GM devra rester "government motors", le temps que le cours de son action grimpe suffisamment pour l'Etat américain puisse vendre sa participation sans perdre d'argent.GM restera encore pour un temps Government Motors, comme le moque les Républicains américains, qui dénonce une inutile et coûteuse participation de l'Etat à son capital.

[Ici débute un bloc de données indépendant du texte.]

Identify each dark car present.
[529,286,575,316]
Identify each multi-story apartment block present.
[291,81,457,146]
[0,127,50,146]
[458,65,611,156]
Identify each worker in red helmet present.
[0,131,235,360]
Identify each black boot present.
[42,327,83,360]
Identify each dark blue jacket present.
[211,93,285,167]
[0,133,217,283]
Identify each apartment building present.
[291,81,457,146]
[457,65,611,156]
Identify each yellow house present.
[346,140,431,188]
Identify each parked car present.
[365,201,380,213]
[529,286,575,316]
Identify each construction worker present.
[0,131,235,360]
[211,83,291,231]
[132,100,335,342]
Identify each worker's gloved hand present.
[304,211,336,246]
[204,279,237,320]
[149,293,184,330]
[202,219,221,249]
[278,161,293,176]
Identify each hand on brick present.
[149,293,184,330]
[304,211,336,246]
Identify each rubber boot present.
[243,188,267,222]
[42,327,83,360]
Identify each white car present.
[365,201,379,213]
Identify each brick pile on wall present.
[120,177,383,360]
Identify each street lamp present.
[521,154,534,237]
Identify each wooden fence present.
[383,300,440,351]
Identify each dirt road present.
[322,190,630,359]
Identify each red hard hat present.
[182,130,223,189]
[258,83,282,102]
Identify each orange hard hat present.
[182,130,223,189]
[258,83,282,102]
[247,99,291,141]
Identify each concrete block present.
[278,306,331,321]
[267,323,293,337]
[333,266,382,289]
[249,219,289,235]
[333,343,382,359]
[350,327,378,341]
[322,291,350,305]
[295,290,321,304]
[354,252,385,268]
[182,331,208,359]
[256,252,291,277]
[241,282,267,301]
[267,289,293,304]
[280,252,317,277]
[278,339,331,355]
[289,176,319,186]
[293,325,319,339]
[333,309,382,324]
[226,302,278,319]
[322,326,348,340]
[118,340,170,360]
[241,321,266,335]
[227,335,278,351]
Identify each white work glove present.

Pourtant, le constructeur aimerait bien se débarrasser de l’actionnaire encombrant qu’est l’Etat américain qui détient encore 26,5% de son capital. Mais pas question de mener une pareille opération avant novembre et les élections américaines.
 

Selon le Wall Street Journal, l’Etat américain se trouve contraint de garder cette participation. S’il vendait ses actions au prix actuel de 24,14 dollars il perdrait 15 milliards dans l'opération. Mieux vaut donc attendre une conjoncture boursière plus favorable.
 
Vital en 2009 pour sauver le constructeur de la faillite et créer un Nouveau GM, ce soutien étatique (50 milliards de dollars) n'est aujourd'hui plus indispensable. Coté à nouveau en Bourse, le constructeur gagne de l'argent.
 

Au départ salvatrice, cette participation serait devenue un handicap. Elle empêcherait notamment le constructeur de recruter des talents en raison des salaires limités par la présence du Trésor dans son capital.
 
Mais Barack Obama ne peut pas risquer un faux pas en vendant les actions aujourd'hui avec pour obligation d'expliquer, à l'électeur et au contribuable, comment il a perdu 15 milliards de dollars. A moins de deux mois des élections, mieux vaut garder le boulet du Government Motors.
 
Son rival républicain Mitt Romney a d'ores et déjà annoncé qu'il vendrait immédiatement les actions du constructeur en cas de victoire. Il est évident qu'il ferait alors porter le chapeau de la perte à son prédécesseur.